Find the full program on GitHub.

Bash does have associative arrays, but no easy way do multidimensional
arrays. But we can use a trick. Each of our nodes is exactly one character,
so in this case, we can simulate 2-d indices by concatenating both
coordinates.
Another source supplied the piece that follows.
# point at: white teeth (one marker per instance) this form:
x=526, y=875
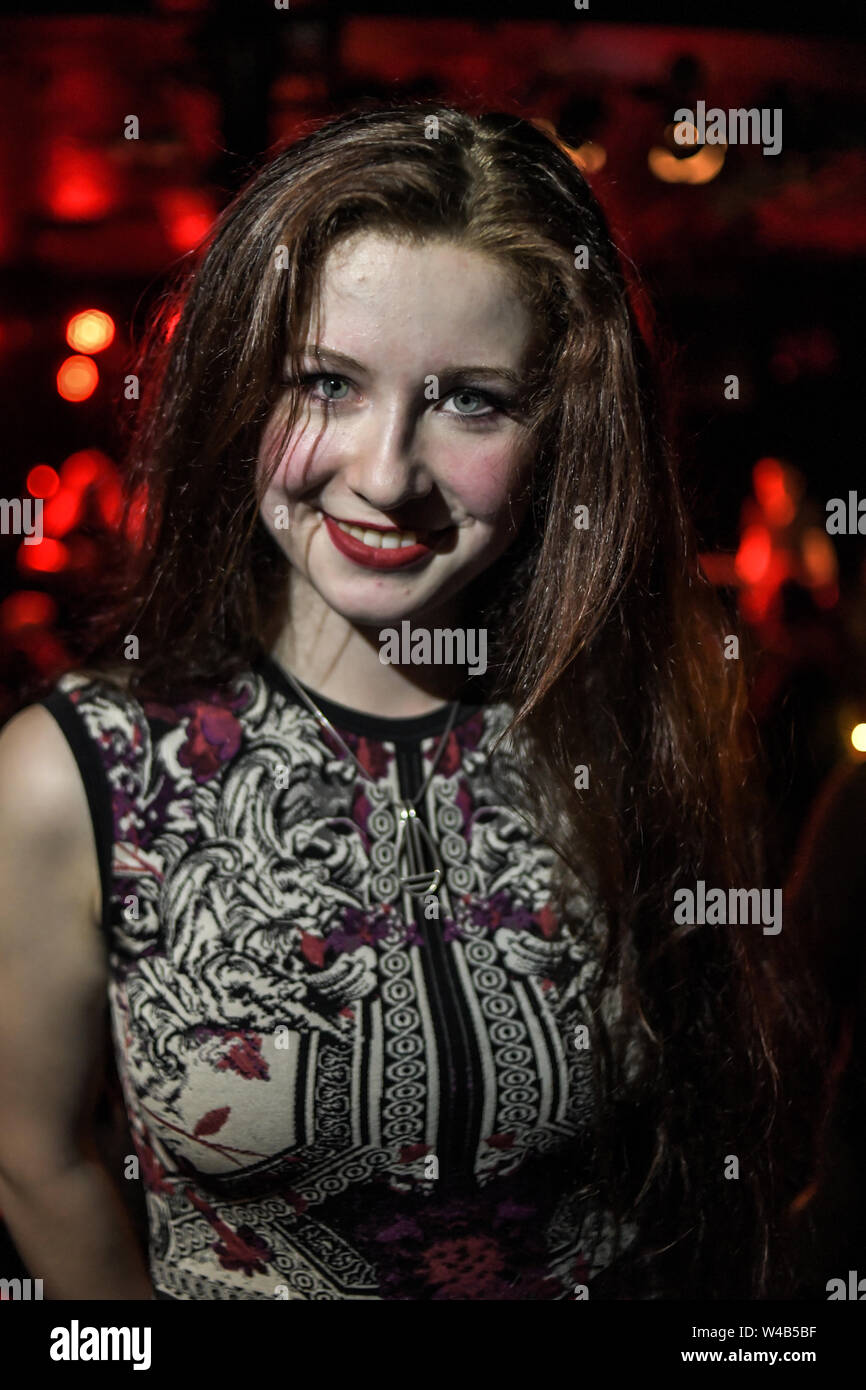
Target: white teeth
x=378, y=540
And since in Bash, concatenation is done by just sticking
tokens together, instead of writing `graph [x] [y]`

or `graph [x, y]`

,
we will write `graph[$x$y]`

.

We have to declare we're using associative arrays:

```
declare -A nodes
declare -A graph
```

Reading in a line from `stdin`

, splitting them on whitespace, and then
placing the results in an array `strings`

:

```
while read -a strings
```

We can now parse the data, and build our graph:

```
for string in ${strings[@]}
do first=${string:0:1}
last=${string:$((${#string}-1)):1}
nodes[$first]=1
nodes[$last]=1
graph[$first$last]=1
done
```

Note the way to get substrings in Bash: `${string:P:L}`

which is
the substring of `string`

from position `P`

and length `L`

. To get
the length of a string, we use the syntax `${#string}`

.

`${array[@]}`

expands the array `array`

to a list of tokens, each
token a value of the array. `${!array[@]}`

does the same, but
then for the keys of the array. (This is more or less equivalent to
`values @array`

(or `values %hash`

) and `keys @array`

(or `keys %hash`

)
in Perl.)

We can now apply Floyd-Warshall:

```
for k in ${!nodes[@]}
do for i in ${!nodes[@]}
do for j in ${!nodes[@]}
do if [ X${graph[$k$j]} == X1 -a \
X${graph[$i$k]} == X1 ]
then graph[$i$j]=1
fi
done
done
done
```

And finding the answer:

```
out=0
for i in ${!nodes[@]}
do if [ X${graph[$i$i]} == X1 ]
then out=1
fi
done
echo $out
```

Find the full program on GitHub.

We also have implementations in Node.js, Python, and Ruby. They're all similar to the AWK or Lua solution above.